Zarema Sadulajewa und Umar Sadulajew, ermordet 11. August 2009,
Zarema Sadulajewa leitete seit 2005 die Organisation "Retten wir eine Generation" in Grosny.

Natalja Estemirowa, ermordet 16. Juli 2009,
war für die renommierte Menschenrechtsorganisation Memorial tätig.

Andrej Kulagin, ermordet aufgefunden am 23. Juli 2009,
leitete die Organisation "Gerechtigkeit.

Wjatscheslaw Jaroschenko, ermordet 29.6.2009,
widmete sich der Bekämpfung von Korruption von Justiz und Behörden

Umar Israilow, ermordet 13. Januar 2009,
klagte vor dem Europäischen Menschenrechtsgerichtshof gegen Russland.

Magomed Jewlojew, ermordet 31. August 2008,
führte die Internetnachrichtenseite Ingushetiya.ru.

Gadschi Adaschilow, 22. März 2008,
war Chef der staatlichen Rundfunk- und Fernsehanstalt von Dagestan

Iljas Scharpajew, ermordet 21. März 2008,
war Reporter des staatlichen Fernsehsenders Erster Kanal. 

Anna Politkowskaja, ermordet 7. Oktober 2006,
schrieb Reportagen über den Tschetschenien-Krieg

Stanislav Markelow, ermordet 19. Januar 2009,
gründete als Anwalt die Nichtregierungsorganisation "Institut für die Vorherrschaft des Rechts".

Anastasija Baburowa, ermordet 19. Januar 2009,
engagierte sich in der Menschenrechts- und Antifaarbeit und war Praktikantin bei der regimekritischen Nowaja Gaseta.

Murad Muradow, ermordet 2005,
Murad Muradow war der Vorgänger von Sarema Sadulajewa bei der Organisation "Rettet eine Generation.

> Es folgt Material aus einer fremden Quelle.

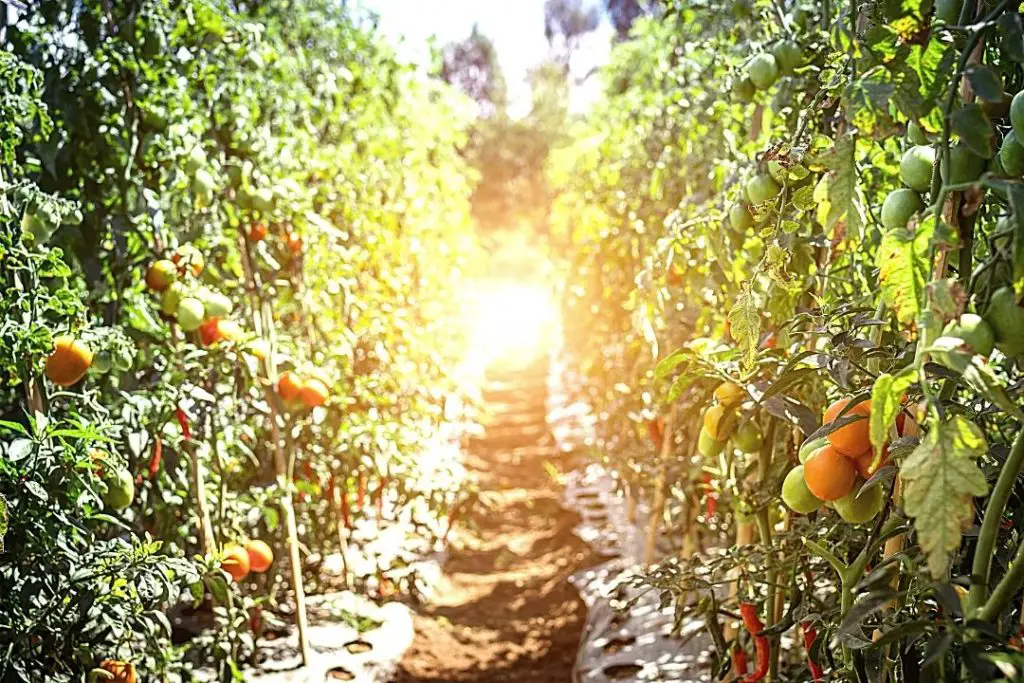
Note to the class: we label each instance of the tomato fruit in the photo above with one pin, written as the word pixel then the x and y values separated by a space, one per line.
pixel 797 496
pixel 1007 319
pixel 860 506
pixel 763 71
pixel 829 474
pixel 915 167
pixel 120 489
pixel 761 188
pixel 899 206
pixel 787 55
pixel 161 274
pixel 1012 156
pixel 69 361
pixel 967 166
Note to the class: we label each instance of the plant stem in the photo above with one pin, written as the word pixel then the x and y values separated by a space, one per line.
pixel 981 568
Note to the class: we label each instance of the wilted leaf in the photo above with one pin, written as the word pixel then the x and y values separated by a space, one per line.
pixel 941 477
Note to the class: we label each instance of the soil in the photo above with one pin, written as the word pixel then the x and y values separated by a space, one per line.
pixel 504 609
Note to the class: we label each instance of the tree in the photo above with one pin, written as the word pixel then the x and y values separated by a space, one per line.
pixel 565 22
pixel 471 66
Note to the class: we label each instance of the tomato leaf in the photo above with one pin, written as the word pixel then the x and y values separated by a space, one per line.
pixel 744 318
pixel 903 269
pixel 941 476
pixel 886 397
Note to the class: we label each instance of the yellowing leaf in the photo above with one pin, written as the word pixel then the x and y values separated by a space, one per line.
pixel 744 322
pixel 940 477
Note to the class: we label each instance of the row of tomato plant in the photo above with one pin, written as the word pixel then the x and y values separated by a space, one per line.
pixel 794 235
pixel 231 237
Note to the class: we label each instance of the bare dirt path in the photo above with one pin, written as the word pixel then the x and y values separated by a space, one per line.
pixel 504 609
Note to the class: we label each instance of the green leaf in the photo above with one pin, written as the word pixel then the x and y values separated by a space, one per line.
pixel 975 129
pixel 886 396
pixel 985 83
pixel 744 321
pixel 940 477
pixel 904 269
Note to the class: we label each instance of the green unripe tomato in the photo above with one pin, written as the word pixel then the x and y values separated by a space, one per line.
pixel 915 134
pixel 216 304
pixel 748 438
pixel 195 161
pixel 899 207
pixel 708 445
pixel 915 167
pixel 948 11
pixel 761 188
pixel 787 55
pixel 1007 319
pixel 120 489
pixel 967 166
pixel 860 506
pixel 1012 156
pixel 190 313
pixel 101 363
pixel 975 332
pixel 797 496
pixel 763 71
pixel 1017 114
pixel 739 217
pixel 743 89
pixel 172 297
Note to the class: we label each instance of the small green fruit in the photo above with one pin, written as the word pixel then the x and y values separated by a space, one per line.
pixel 1007 319
pixel 190 313
pixel 967 166
pixel 761 188
pixel 172 297
pixel 739 217
pixel 787 55
pixel 915 167
pixel 120 489
pixel 860 506
pixel 899 207
pixel 915 134
pixel 763 71
pixel 797 496
pixel 1012 156
pixel 708 445
pixel 975 332
pixel 743 89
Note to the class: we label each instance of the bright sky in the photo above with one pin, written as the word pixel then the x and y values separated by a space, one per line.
pixel 515 27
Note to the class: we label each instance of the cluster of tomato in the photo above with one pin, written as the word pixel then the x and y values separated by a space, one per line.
pixel 835 468
pixel 184 299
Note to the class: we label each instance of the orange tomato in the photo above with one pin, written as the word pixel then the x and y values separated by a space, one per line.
pixel 829 474
pixel 289 385
pixel 236 561
pixel 854 438
pixel 69 361
pixel 260 556
pixel 123 672
pixel 313 393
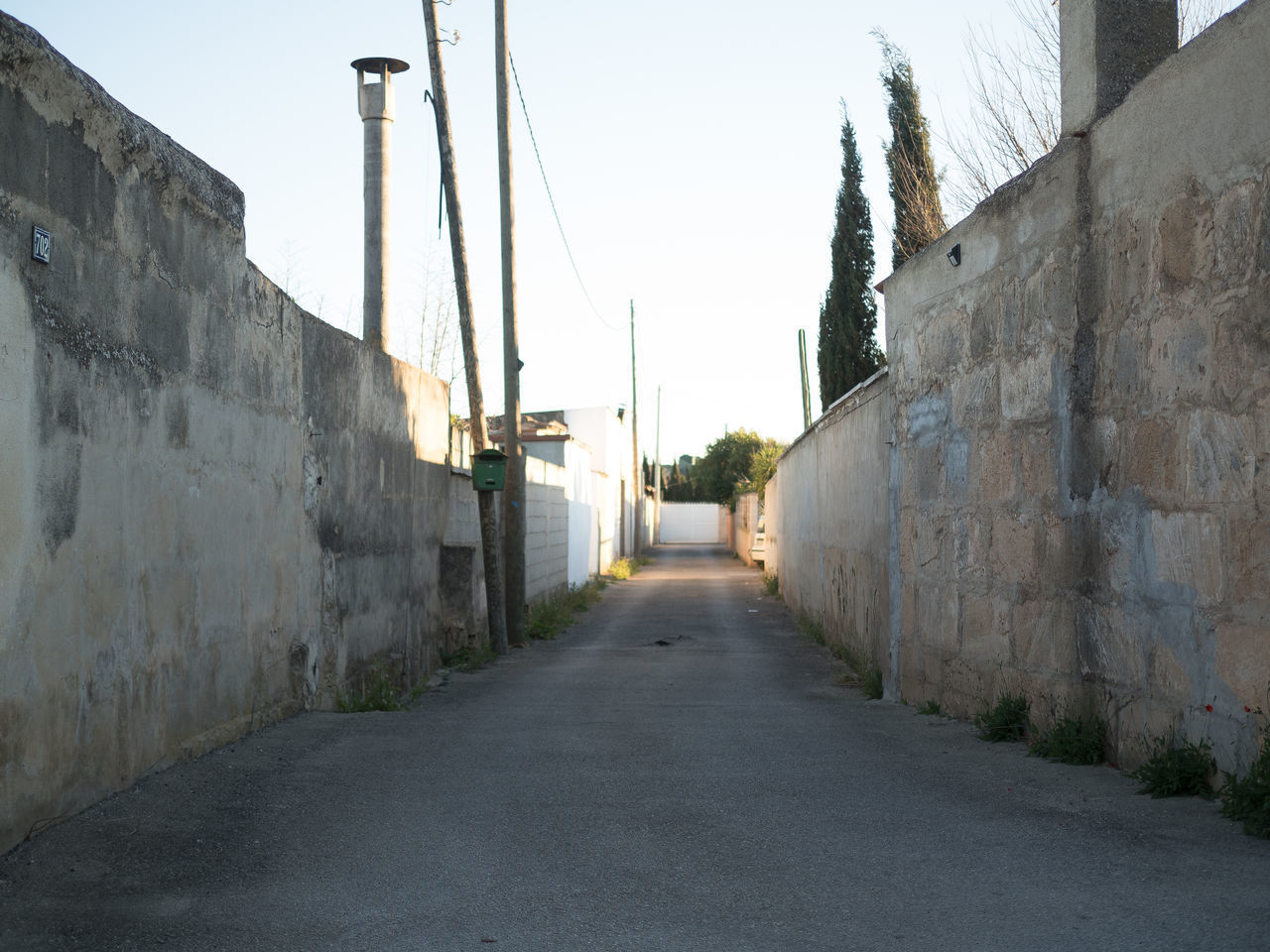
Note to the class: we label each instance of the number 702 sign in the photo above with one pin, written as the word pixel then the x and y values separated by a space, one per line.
pixel 41 244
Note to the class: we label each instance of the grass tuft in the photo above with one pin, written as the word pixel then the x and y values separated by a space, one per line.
pixel 1072 740
pixel 871 684
pixel 380 693
pixel 1178 771
pixel 1247 798
pixel 1007 720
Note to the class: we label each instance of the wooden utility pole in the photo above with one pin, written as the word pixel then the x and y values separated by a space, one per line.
pixel 639 476
pixel 513 490
pixel 476 405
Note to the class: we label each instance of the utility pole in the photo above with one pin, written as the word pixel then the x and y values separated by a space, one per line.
pixel 513 492
pixel 639 477
pixel 657 474
pixel 476 405
pixel 807 390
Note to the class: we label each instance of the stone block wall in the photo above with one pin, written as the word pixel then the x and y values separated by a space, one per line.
pixel 1080 421
pixel 214 508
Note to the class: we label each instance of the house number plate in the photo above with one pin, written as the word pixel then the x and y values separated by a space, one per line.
pixel 41 244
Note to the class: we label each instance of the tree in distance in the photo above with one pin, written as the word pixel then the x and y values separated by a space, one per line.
pixel 847 349
pixel 915 186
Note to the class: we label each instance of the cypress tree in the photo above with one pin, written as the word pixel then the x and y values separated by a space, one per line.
pixel 913 184
pixel 846 350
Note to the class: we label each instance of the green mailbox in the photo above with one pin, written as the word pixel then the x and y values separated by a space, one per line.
pixel 489 471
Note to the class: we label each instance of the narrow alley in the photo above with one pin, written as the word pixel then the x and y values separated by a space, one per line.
pixel 680 771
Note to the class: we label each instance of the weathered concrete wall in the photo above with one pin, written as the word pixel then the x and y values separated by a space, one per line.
pixel 213 507
pixel 1082 420
pixel 547 530
pixel 826 522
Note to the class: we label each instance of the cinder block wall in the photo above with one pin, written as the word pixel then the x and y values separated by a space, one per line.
pixel 213 507
pixel 547 530
pixel 1080 479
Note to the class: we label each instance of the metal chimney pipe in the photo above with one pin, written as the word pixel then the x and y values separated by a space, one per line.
pixel 377 107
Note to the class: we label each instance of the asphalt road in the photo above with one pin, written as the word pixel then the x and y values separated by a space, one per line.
pixel 679 771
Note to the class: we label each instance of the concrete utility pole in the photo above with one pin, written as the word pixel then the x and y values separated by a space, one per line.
pixel 458 254
pixel 639 477
pixel 513 490
pixel 377 105
pixel 657 474
pixel 807 389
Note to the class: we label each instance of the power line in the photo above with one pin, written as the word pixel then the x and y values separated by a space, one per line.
pixel 525 109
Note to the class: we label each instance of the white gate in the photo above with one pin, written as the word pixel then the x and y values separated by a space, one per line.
pixel 693 522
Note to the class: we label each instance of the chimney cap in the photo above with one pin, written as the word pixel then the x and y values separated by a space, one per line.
pixel 377 63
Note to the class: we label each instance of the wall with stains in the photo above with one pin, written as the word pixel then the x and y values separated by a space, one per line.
pixel 214 509
pixel 826 522
pixel 1080 476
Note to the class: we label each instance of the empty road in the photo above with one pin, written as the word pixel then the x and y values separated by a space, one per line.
pixel 679 771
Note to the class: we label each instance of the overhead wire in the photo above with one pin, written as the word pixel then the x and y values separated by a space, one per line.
pixel 538 155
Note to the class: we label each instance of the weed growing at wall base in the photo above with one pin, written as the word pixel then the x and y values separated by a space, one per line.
pixel 552 616
pixel 470 657
pixel 1178 771
pixel 1072 740
pixel 1247 798
pixel 1007 720
pixel 379 693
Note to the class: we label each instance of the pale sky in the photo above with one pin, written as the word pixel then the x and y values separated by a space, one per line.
pixel 691 146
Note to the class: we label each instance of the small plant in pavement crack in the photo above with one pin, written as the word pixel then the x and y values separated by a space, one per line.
pixel 379 693
pixel 1072 740
pixel 1178 771
pixel 871 684
pixel 1007 720
pixel 1247 798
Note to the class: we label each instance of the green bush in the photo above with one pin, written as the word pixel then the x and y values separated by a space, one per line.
pixel 1175 771
pixel 1007 720
pixel 1072 740
pixel 1247 798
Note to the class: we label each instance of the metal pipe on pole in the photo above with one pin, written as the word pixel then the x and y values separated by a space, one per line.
pixel 471 366
pixel 513 490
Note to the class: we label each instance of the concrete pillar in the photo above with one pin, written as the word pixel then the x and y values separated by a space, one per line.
pixel 1105 48
pixel 377 107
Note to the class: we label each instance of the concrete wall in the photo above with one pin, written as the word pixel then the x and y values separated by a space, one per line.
pixel 213 507
pixel 826 522
pixel 1082 420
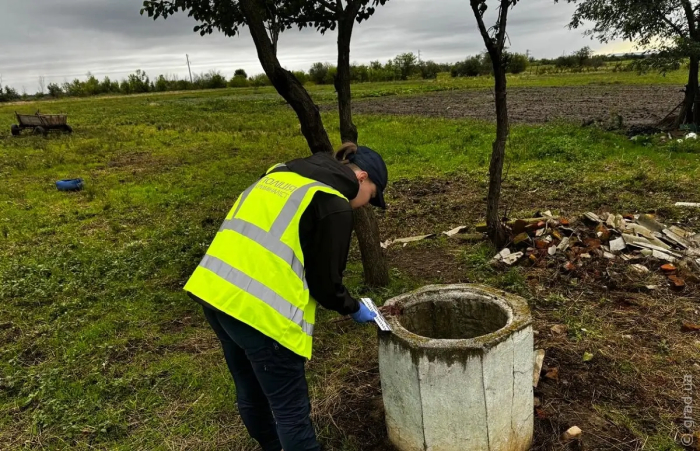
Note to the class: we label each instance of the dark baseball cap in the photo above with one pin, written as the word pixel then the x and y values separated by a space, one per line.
pixel 372 163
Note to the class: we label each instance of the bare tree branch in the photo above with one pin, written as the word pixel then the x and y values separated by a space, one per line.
pixel 329 6
pixel 688 8
pixel 502 21
pixel 482 27
pixel 670 23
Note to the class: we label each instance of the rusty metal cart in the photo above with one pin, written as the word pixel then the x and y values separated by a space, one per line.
pixel 41 124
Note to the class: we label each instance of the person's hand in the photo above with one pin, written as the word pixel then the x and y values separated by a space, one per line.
pixel 364 315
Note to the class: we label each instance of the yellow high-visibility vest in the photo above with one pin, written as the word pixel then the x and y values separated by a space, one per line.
pixel 254 268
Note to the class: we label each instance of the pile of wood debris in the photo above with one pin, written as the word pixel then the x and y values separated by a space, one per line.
pixel 640 240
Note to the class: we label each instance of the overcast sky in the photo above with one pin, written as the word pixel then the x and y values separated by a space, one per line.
pixel 63 40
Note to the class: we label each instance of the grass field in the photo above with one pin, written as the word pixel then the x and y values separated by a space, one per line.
pixel 101 349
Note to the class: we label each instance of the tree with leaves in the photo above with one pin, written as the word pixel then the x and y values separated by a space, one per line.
pixel 342 14
pixel 495 39
pixel 673 26
pixel 229 16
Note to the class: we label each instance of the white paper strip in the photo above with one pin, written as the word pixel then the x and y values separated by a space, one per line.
pixel 379 319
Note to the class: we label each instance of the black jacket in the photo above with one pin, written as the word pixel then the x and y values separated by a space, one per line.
pixel 325 231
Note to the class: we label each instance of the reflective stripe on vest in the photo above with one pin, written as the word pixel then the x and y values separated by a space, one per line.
pixel 260 291
pixel 254 268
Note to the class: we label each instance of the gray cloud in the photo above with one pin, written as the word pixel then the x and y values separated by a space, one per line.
pixel 64 40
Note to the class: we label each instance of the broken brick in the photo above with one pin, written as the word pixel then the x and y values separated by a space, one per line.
pixel 690 327
pixel 591 243
pixel 668 268
pixel 676 282
pixel 602 232
pixel 541 244
pixel 521 238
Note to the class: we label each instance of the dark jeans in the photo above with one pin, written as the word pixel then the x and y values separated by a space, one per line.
pixel 273 398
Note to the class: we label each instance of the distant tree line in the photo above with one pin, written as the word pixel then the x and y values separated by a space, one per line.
pixel 403 67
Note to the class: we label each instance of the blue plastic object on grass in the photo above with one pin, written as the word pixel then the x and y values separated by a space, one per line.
pixel 70 185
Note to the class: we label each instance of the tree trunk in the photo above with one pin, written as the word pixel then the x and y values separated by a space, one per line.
pixel 366 227
pixel 689 113
pixel 692 102
pixel 373 258
pixel 494 225
pixel 285 82
pixel 348 131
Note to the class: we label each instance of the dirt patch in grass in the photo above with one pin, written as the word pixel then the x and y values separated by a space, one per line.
pixel 638 105
pixel 142 162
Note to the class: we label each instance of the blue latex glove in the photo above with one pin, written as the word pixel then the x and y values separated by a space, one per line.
pixel 364 315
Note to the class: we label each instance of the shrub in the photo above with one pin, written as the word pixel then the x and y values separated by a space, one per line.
pixel 260 80
pixel 319 72
pixel 55 91
pixel 238 81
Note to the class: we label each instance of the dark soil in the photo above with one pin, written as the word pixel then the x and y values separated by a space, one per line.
pixel 638 105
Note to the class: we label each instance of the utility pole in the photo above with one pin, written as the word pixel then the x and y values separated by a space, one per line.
pixel 188 67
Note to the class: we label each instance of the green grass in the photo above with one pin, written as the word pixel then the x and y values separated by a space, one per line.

Paul Klebnikow, ermordet 9. Juli 2004,
Klebnikow war ein US-amerikanischer Journalist und Chefredakteur sowie Herausgeber der russischen Ausgabe des Forbes Magazine.

Nikolaj Girenko, ermordet 19. Juni 2004,
war Experte für Verbrechen mit rassistischem Hintergrund   

Aslan Davletukaev, ermordet 10. Januar 2004,
war Mitarbeiter der Gesellschaft für Russisch-Tschetschenische Freundschaft

Zura Bitieva, ermordet 21. Mai 2003,
sammelte Informationen über Menschenrechtsverletzungen in Tschetschenien für ausländische Journalisten.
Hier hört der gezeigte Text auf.